A few days ago, I read this at Roll Bama Roll:

The more I watch of the LSU offense, the more I think that it is really just too complicated for its own good. It can certainly create some issues for defenses, mind you, but it certainly does create a lot issues for the offense, too, and that was the big catalyst behind all of the false starts, the illegal formations, and the wasted timeouts. With all of the talent that those guys have, I really just cannot help but think that they would be better served just by simplifying the offense and letting all of the raw talent just go to work for them.

We've kind of flirted with this idea ourselves a couple of times over the years.  It's time to stop flirting with the idea and start being its steady boyfriend.*  

*This assumes that ideas are feminine, but it seemed more right than to say we would be its steady girlfriend. 

Let's just come right out and say it.  LSU's offensive system is an incoherent mess, and has been for a while.  We have incorporated parts of the spread, parts of the Air Raid, parts of the Nevada pistol, the standard I-formation, power football, the "check with me", and even the wildcat.  Heck there are probably elements I'm forgetting, or even elements I haven't recognized yet.  Our offense is trying to be all things to all people, and as a result I do not think we do any of it particularly well.
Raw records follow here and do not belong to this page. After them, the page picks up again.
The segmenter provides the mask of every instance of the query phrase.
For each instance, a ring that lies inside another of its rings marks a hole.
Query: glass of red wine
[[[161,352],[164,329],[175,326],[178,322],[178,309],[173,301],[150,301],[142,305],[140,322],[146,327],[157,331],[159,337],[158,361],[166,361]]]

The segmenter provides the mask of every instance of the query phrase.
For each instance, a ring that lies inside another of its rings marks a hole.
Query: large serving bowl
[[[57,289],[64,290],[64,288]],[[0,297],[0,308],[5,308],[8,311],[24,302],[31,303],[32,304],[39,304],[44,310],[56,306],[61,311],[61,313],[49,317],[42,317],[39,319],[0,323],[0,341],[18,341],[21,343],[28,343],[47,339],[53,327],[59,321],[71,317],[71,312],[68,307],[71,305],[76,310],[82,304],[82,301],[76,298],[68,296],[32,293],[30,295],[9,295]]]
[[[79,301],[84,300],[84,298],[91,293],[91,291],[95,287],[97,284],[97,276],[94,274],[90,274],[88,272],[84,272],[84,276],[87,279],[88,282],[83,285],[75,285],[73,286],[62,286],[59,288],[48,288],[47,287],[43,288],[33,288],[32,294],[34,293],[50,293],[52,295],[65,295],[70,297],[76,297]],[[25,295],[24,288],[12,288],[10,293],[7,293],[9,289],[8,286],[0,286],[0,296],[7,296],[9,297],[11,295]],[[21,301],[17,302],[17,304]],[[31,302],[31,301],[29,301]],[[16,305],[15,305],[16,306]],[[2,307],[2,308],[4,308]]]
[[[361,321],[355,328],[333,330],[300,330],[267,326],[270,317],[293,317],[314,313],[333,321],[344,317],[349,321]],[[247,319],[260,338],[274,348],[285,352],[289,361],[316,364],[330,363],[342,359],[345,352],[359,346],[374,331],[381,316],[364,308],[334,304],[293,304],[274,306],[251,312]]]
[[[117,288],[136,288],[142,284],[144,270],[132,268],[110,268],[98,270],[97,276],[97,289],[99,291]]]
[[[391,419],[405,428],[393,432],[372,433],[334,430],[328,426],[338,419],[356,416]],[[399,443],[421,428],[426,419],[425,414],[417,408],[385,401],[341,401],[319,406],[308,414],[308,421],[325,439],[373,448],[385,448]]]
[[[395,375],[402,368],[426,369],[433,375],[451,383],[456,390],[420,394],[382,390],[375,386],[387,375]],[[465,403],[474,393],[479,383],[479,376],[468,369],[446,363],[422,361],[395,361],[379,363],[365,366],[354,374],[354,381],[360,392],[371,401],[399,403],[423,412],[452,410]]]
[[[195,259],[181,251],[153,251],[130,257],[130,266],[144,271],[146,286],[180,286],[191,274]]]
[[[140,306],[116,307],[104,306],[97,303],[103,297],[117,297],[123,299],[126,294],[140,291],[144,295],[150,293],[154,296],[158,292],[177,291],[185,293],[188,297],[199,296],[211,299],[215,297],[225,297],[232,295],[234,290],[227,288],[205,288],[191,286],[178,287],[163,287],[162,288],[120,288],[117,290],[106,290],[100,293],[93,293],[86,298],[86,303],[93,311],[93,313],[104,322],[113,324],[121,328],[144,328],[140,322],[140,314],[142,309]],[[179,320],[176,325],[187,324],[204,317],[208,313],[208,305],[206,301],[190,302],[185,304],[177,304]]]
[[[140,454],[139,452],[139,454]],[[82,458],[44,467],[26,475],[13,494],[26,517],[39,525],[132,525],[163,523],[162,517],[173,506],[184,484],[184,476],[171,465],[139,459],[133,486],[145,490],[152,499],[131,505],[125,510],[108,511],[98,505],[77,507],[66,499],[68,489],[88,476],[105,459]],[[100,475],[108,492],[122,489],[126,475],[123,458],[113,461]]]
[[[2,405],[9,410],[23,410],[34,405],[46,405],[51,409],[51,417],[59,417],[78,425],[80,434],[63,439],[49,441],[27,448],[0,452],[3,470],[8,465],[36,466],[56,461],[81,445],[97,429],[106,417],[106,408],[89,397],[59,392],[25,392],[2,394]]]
It's time to clean out the fridge.  There are a lot of moldy, half-eaten leftovers in there that need to go into the garbage, leaving room for all of the fresh, healthy foods to stay.  I think of all the things we may have learned this season, this is the one that Les Miles will need to concentrate on correcting this year.  Miles did a great job of correcting last year's problems, but the problems on defense were so vast and obvious that they masked the problems with our offensive system.  A lot of people believed the problems on offense were limited to turnovers, and that was certainly a problem, but it's time to recognize more systemic problems on that side of the ball.

Let's start with the pistol formation.  Nevada uses it every play.  We use a handful of times per game.  It's usually a straight handoff, a play action pass, or an option.  The last time I remember it generating a big play was against Virginia Tech in 2007 when Keiland Williams took that option to the house.  Youtube to follow:

Because we have not done much of anything with it since then, I think we could scrap that particular formation entirely without losing anything.  And what would we gain?  The center and quarterback wouldn't have to concentrate on a 3rd form of exchange beyond the standard under-center exchange and the shotgun.  The running back would not have to learn an extra way of taking a handoff or the timing of an extra kind of run.  The quarterback would not have to become accustomed to his drops and reads out of the formation.

I'm not saying that LSU should scrap Crowton.  I'm not even saying that Crowton should throw away his play book.  I think, however, that in every offseason (say between Spring Drills and Fall Drills), Crowton needs to sit down and figure out what parts of his massive playbook does he have the personnel to run the most effectively.  He should then show his results to Les Miles, who should then arbitrarily cut down Crowton's selections in half.

For example, this year I think we have the personnel to run single-back sets, shotguns, 1- or 2-tight end sets, and 3-wide receiver sets.  We have not shown much ability to run I-formation because we do not have the fullback.  We are not a 5-wide receiver team because we don't have 5 wide receivers who are really good.  This team could have cut out all the 5-wide plays, all the I-formation plays, and the pistol, and we probably would be more effective as a whole because we'd be running plays we're best-suited to run and we wouldn't be using practice time and player focus on plays we run poorly.

Next year, it may be different.  Maybe next year one of our fullbacks develops into a stud, and we go right back to I-formation, but in that case we could cut out the pistol, limit the spread, and again cut out the 5-wide plays.  Or maybe we have a ton of wide receivers who show they can produce.  Then we cut the tight end out of the picture on passing plays.  Who knows what the future will hold?

I just want the future to be simplified on offense.